In römisch-katholischen Messen dürfen Frauen laut Kirchenrecht gar keine Predigt zur Eucharistie halten. In der Schweiz tun sie dies freilich trotzdem. Das sei normal, postuliert auch Theologin Veronika Jehle auf der Homepage des Frauenbunds SKF.
Ein Skandal sei vielmehr, dass Frauen aufgrund ihres Geschlechts von kirchlichen Ämtern ausgeschlossen würden: «Frauen sind strukturell diskriminiert und nicht gleichberechtigt», sagt Jehle. «Wer Augen hat, der sehe!»
Keine predigenden Katholikinnen im Tessin
Peinlich berührt zeigt sich bei der Aktion «Helvetia predigt!» das Bistum Lugano: Es habe sich überaus freundlich bei den Initiantinnen zurückgemeldet – aber leider keine predigenden Frauen vorzuweisen.
Zwar arbeiten Frauen überall mit, und an der Universität lehrt eine promovierte Theologin. Dass sie keine Theologinnen angestellt haben, liege auch an der Finanznot des Bistums. Lugano könne sich kaum Priester leisten. Und die sind ebenso prioritär wie männlich.
TV-Gottesdienst mit zwei Bischöfen
Drum ist es ein Spiegel kirchlicher Realität, dass der 1.-August-Gottesdienst auch am Fernsehen RSI / SRF von Männern zelebriert wird. Bischof Valerio Lazzeri und sein Vorgänger, der emeritierte Bischof Piergiacomo Grampa, stehen der Messe vor.
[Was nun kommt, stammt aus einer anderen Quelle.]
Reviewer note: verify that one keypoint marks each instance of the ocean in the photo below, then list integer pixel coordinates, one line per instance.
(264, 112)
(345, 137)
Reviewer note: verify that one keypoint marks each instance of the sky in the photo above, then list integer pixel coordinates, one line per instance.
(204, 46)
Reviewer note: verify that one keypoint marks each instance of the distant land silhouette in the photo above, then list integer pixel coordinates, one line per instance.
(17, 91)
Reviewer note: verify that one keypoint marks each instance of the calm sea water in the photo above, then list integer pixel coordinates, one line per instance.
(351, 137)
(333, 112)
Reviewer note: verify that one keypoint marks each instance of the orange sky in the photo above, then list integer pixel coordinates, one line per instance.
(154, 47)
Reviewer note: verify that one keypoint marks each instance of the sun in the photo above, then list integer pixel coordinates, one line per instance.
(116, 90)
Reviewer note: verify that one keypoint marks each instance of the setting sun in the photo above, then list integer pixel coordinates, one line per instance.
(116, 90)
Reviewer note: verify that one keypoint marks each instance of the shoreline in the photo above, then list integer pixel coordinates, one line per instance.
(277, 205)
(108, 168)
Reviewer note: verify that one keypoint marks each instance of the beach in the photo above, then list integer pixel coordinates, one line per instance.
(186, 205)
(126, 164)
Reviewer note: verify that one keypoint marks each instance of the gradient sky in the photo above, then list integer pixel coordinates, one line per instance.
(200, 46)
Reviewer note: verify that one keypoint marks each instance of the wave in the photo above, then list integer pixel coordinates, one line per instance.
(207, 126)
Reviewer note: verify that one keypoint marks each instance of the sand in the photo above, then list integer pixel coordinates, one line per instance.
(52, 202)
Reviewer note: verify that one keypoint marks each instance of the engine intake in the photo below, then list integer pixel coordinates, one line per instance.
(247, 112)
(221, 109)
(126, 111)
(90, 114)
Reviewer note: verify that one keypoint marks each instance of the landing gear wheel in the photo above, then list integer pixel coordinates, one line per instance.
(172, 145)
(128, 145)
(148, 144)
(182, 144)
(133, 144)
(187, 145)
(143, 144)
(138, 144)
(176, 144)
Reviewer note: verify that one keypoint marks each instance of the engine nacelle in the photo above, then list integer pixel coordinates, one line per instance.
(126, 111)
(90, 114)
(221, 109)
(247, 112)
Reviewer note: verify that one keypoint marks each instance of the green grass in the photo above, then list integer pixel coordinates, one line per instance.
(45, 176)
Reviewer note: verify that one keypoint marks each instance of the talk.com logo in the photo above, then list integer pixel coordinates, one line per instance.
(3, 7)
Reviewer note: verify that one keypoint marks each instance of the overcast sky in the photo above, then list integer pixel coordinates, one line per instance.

Eine Frau kriegt das SRF-Fernsehpublikum aber im «Wort zum Sonntag» zu sehen: Die schweizweit bekannte Bündner Pfarrerin Cornelia Camichel Bromeis spricht Samstagabend das «Pled sin Via» .
Ein symbolträchtiger Amtsantritt
Camichel Bromeis wird just am 1. August ihre Antrittspredigt in St. Peter in Zürich halten. Die ehemalige Dekanin der Bündner Kirche wird die erste gewählte Pfarrerin an der traditionsreichen Stadtkirche sein. Hier wurden 1918 die europaweit ersten reformierten Pfarrerinnen ordiniert. Trotzdem blieb der Weg für Frauen ins vollgültige Pfarramt steinig.
Die gestandene Pfarrerin und dreifache Mutter Camichel Bromeis ist sich darum voll bewusst, welche Symbolkraft ihr Amtsantritt hat – erst recht an diesem speziellen Helvetia-Tag.